20And Ornan (who owned the threshingfloor) turned back, and saw the Angel; and his four sons with him hid themselves. Now Ornan was threshing wheat. (The picture is striking: the wrath of God about to fall upon the city, the guilty king confessing his sin, the spotless Sacrifice slain, the judgment of God vindicated and honored.

This Grace is the more apparent and all-embracing, when it is noticed that the ground upon which this most satisfactory Sacrifice was offered up belonged to a Gentile, Araunah, the Jebusite.)

21And as David came to Ornan, Ornan looked and saw David, and went out of the threshingfloor, and bowed himself to David with his face to the ground (he was evidently surprised at seeing the king at this place).

22Then David said to Ornan, Grant me the place of this threshingfloor, that I may build an Altar therein unto the LORD: you shall grant it me for the full price: that the plague may be stayed from the people.

23And Ornan said unto David, Take it to you, and let my lord the king do that which is good in his eyes: lo, I give you the oxen also for Burnt Offerings, and the threshing instruments for wood, and the wheat for the Meat Offering; I give it all (it seems that this Jebusite was very well acquainted with the various Offerings of Israel).

24And king David said to Ornan, No; but I will verily buy it for the full price: for I will not take that which is yours for the LORD, nor offer Burnt Offerings without cost (sin can never be atoned for without the full price of the Blood of Calvary; the problem with the Church is bloodless altars and a cross-less salvation; in fact, such do not exist; man cannot be redeemed by half measures; as stated, it has to be the full price the Precious shed Blood of the Lord Jesus Christ [Jn. 3:16]).
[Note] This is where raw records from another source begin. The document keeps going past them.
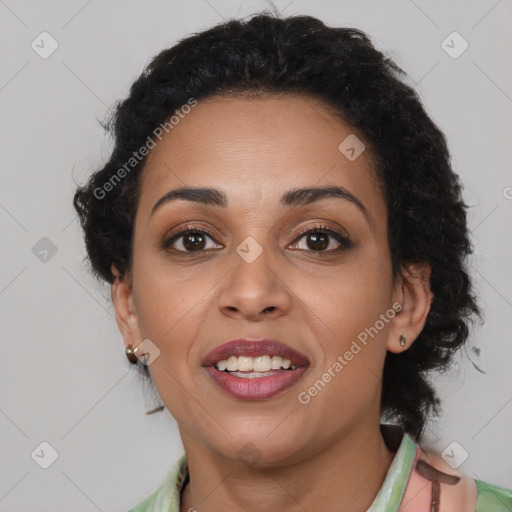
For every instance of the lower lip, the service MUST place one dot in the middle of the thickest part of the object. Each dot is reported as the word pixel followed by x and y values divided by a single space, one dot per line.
pixel 257 388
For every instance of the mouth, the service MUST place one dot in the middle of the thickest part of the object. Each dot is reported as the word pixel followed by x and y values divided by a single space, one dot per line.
pixel 255 369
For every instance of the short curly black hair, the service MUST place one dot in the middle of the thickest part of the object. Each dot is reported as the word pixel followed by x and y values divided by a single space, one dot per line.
pixel 340 66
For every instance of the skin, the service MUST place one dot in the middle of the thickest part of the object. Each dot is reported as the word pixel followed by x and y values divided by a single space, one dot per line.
pixel 328 454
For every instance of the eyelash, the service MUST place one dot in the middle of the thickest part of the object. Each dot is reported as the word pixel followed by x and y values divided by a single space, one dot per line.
pixel 344 241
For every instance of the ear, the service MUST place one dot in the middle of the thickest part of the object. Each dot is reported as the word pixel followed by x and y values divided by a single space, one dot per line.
pixel 124 305
pixel 414 294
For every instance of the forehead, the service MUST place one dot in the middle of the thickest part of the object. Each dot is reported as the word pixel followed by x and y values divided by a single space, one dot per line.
pixel 256 149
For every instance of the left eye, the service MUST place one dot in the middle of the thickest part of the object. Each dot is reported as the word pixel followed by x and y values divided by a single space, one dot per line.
pixel 319 239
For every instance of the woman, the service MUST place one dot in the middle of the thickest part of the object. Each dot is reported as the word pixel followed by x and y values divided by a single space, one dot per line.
pixel 286 244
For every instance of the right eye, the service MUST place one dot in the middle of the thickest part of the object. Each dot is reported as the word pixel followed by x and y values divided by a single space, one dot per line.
pixel 190 239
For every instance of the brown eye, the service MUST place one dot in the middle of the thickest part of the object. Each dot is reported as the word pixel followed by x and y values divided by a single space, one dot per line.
pixel 188 240
pixel 319 238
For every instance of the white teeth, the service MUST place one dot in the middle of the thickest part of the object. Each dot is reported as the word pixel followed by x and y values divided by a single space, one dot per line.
pixel 261 364
pixel 232 364
pixel 256 365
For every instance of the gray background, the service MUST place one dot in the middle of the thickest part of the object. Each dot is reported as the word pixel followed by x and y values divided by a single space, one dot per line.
pixel 65 379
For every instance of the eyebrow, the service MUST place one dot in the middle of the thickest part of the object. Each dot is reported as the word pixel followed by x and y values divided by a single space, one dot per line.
pixel 294 197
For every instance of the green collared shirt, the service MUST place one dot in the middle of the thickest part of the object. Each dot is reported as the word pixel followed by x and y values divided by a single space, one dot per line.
pixel 491 498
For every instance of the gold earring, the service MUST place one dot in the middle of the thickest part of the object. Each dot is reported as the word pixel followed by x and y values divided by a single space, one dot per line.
pixel 130 354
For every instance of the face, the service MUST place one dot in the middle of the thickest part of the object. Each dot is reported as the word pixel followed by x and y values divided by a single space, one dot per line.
pixel 311 275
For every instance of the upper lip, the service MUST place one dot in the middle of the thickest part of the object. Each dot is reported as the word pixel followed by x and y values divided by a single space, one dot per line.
pixel 255 348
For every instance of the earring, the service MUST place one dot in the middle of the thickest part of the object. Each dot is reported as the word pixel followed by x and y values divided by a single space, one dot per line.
pixel 130 354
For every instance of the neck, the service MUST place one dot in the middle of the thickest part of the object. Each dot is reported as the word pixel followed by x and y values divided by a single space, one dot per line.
pixel 345 476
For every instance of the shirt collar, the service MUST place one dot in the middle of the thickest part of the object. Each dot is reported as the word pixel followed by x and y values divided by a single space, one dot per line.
pixel 167 496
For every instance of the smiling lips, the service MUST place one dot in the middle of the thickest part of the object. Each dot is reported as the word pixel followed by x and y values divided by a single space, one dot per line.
pixel 255 370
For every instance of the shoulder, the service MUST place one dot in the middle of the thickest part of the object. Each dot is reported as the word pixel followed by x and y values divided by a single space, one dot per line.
pixel 166 498
pixel 435 485
pixel 493 498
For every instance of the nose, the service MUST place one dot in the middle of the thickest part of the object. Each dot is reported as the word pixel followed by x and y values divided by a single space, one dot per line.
pixel 254 289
25So David gave to Ornan for the place six hundred shekels of gold by weight (about $60,000 in 2004 money).

26And David built there an Altar unto the LORD, and offered Burnt Offerings and Peace Offerings, and called upon the LORD; and He answered him from Heaven by fire upon the Altar of Burnt Offering. (The lightning coming from Heaven and striking the Sacrifice is a picture of Gods Judgment on sin the Judgment, we may quickly add, that should have fallen on David, and on us, for that matter, but, instead, fell upon Christ. The choice belongs to man! Man can accept the Judgment that fell on Christ, and do so by accepting Christ, which sets the sinner free. Or he can rebel against Christ, and suffer the lightning-strike of Judgment upon himself. There is no alternative!).

27And the LORD commanded the Angel; and he put up his sword again into the sheath thereof (the only thing that stands between Judgment of the entirety of this planet and God Almighty is the Cross of Christ).

28At that time when David saw that the LORD had answered him in the threshingfloor of Ornan the Jebusite, then he sacrificed there (Verses 28-29 proclaim to us that the Lord told David that this site would now become the site of the Temple, soon to be constructed).

29For the Tabernacle of the LORD, which Moses made in the wilderness, and the Altar of the Burnt Offering, were at that season in the high place at Gibeon (about 5 miles northwest of Jerusalem).

30But David could not go before it to enquire of God: for he was afraid because of the sword of the Angel of the LORD (the Tabernacle represented the Law, but Grace and Truth came by Jesus Christ [Jn. 1:17]).